Alright, I need to confess something. You can say that I am outspoken when it comes to politics and human (and nonhuman) rights. I stick to my beliefs, and try my best to create a world I want to see. Equality and giving my freedom to those who don’t have access to it has been my mantra since I could remember.
Only I have denied myself of this freedom. I have buried myself in stress and high expectations that in reality can not be carried out. I have compared myself to people I admire to the point where those idols have become my downfalls. I’ve created more differences than similarities and I’ve trapped my own, minute identity.
And I’ve created a cave inside myself, physically, emotionally and mentally, in hopes of making my dreams a reality. But demons always come back saying the same thing; I can’t do it. But I can, and I have. So my plan is to start a new, simple regimen and actually carry it through. I guess it is cliche, or even some crap worthy of Oprah’s book club. But here we go.
I’ve been learning more on women playing soccer in Armenia, and it inspired me to become more physical, whether it is hiking, playing soccer for fun, or just getting my butt out of my snow globe pajamas. Maybe it can help me quit smoking and being mopey.
Also, food. I’m probably one of the worst vegans I’ve met because I don’t like vegetables, and I’m very broke. So I will start cooking most of my food and cookin’ it healthy.
Something tells me to stop here, because I know that I’m probably kidding myself. Let’s keep going.
Sleep earlier, and wake up earlier; artists don’t really seem to understand this. The early bird gets the worm though, right?
Strengthen relationships with people around you- family, family, and some friends. That’s all I can ask for! Maybe I’ll go visit my uncle Hovsep this week and eat good Armenian food.

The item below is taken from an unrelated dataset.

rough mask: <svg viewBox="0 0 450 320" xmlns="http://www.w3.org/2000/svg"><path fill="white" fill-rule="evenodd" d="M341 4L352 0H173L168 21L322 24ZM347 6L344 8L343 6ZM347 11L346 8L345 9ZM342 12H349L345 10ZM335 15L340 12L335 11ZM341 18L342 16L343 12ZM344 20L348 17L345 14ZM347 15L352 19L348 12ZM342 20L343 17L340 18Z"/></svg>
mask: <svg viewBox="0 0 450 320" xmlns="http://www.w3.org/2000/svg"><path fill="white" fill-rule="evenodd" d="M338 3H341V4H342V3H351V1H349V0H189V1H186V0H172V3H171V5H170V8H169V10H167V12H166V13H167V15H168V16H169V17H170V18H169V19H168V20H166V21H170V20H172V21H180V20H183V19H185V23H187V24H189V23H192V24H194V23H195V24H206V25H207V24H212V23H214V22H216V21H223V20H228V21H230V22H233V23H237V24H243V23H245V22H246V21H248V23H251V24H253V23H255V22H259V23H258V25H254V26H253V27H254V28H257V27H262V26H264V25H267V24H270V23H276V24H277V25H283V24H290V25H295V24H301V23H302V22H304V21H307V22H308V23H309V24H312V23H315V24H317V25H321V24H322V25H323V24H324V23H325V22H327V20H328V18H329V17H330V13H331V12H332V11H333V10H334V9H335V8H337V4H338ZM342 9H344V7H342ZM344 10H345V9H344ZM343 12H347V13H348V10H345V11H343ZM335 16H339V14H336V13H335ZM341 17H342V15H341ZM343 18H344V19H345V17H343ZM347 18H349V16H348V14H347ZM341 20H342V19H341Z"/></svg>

Appreciating the little things, and not asking for more.
Learning how to smile more often.
Painting- finish a painting every week or other week.
Music and poetry- this one is confusing. I need a teacher and inspiration and focus. Prerequisites?
And of course, studying, trying to get into school, and finding a job.
Aha, life, you thought you could beat me down this time. You failed. This is where true revolution begins.